Rivayet o dur ki, Diyarbakır şovuna katılan Keko Barzani de, “Canım altı üstü dershane değil mi. Kapatın gitsin. Kandil’dekileri bu yüzden kızdırmayın. Barışı tehlikeye atmayın” demiş.
Şimdi zurnanın zırt dediği yere geldik.
Recep abimgil, şartları yerine getirmek için sadece Doğu ve Güneydoğu’daki dershane ve yurtları kapatsalar pazarlık ortaya çıkacak. İtibar zedelenecek. Öyleyse geriye kalan en iyi yol, tüm Türkiye’deki dershaneleri kapatarak konuyu kamufle etmek.

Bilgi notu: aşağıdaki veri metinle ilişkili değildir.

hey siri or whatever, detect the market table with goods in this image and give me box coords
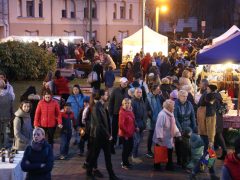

Recep abimgilde, “Cemaatle bir şekilde ortak paydada birleşmenin yolları bulunur, ama PKK saldırmaya başlarsa, o zaman yandı gülüm keten helva” düşüncesi ağır bastı.
Cemaat ise olaya, “vay be PKK’nın talebi için bizi harcıyorsunuz” diye tepki göstererek, gerek liderlerinin ağzından gerek medyasından gerekse AKP içindeki milletvekillerinin ağzından olabilecekler konusunda mesajları ve üstü kapalı tehditler veriyor.
Ama tüm bunlar olurken, perde arkasında Fetullah Gülen’in Türkiye’ye dönme isteği yeniden ve daha sert bir biçimde gündeme geldi.
Hatırlayacaksınız, birkaç ay önce Gülen ABD’de ameliyat geçirdi. Ayrıca, yaşa bağlı olarak yeni sağlık sorunları da ortaya çıkıyor. İşte bu nedenle son dönemde perde arkasında, Cemaat temsilcilerinin “Artık geri dönmeli, geri kalan ömrümü burada geçirmeli” baskısı arttı.
Gülen, şimdiye kadar, bu konudaki sorulara, “Dönüşüm için atmosfer uygun değil. Gelişimin bazı çevrelerde sıkıntı yaratmasını, sorunlara yol açmasını istemem” demişti.
Adına uzman ve gazeteci denilen bazı çok bilmişler ise Gülen’in bu sözlerle Atatürkçü çevreleri işaret ettiğini söylüyordu. Oysa Fetullah Gülen’in işaret ettiği rahatsızlık duyacak çevreler Recep abimgildi.
Cemaat elindeki kasetleri piyasa sürecek haberleri prim yapıyor. Ben size söyleyeyim, bu pilav daha çok su kaldırır. İki taraf ta, kamuoyu önünde, hele yerel seçimler öncesinde birbirini yaralamaz. Sonuçta hedef ve çıkarlar aynı noktaya çıkıyor.
“Dershaneler kapanıp, özel okul olsa, Cemaate ne zararı var ki” şeklindeki değerlendirmelere de ayrıca bir yazı yazacağım.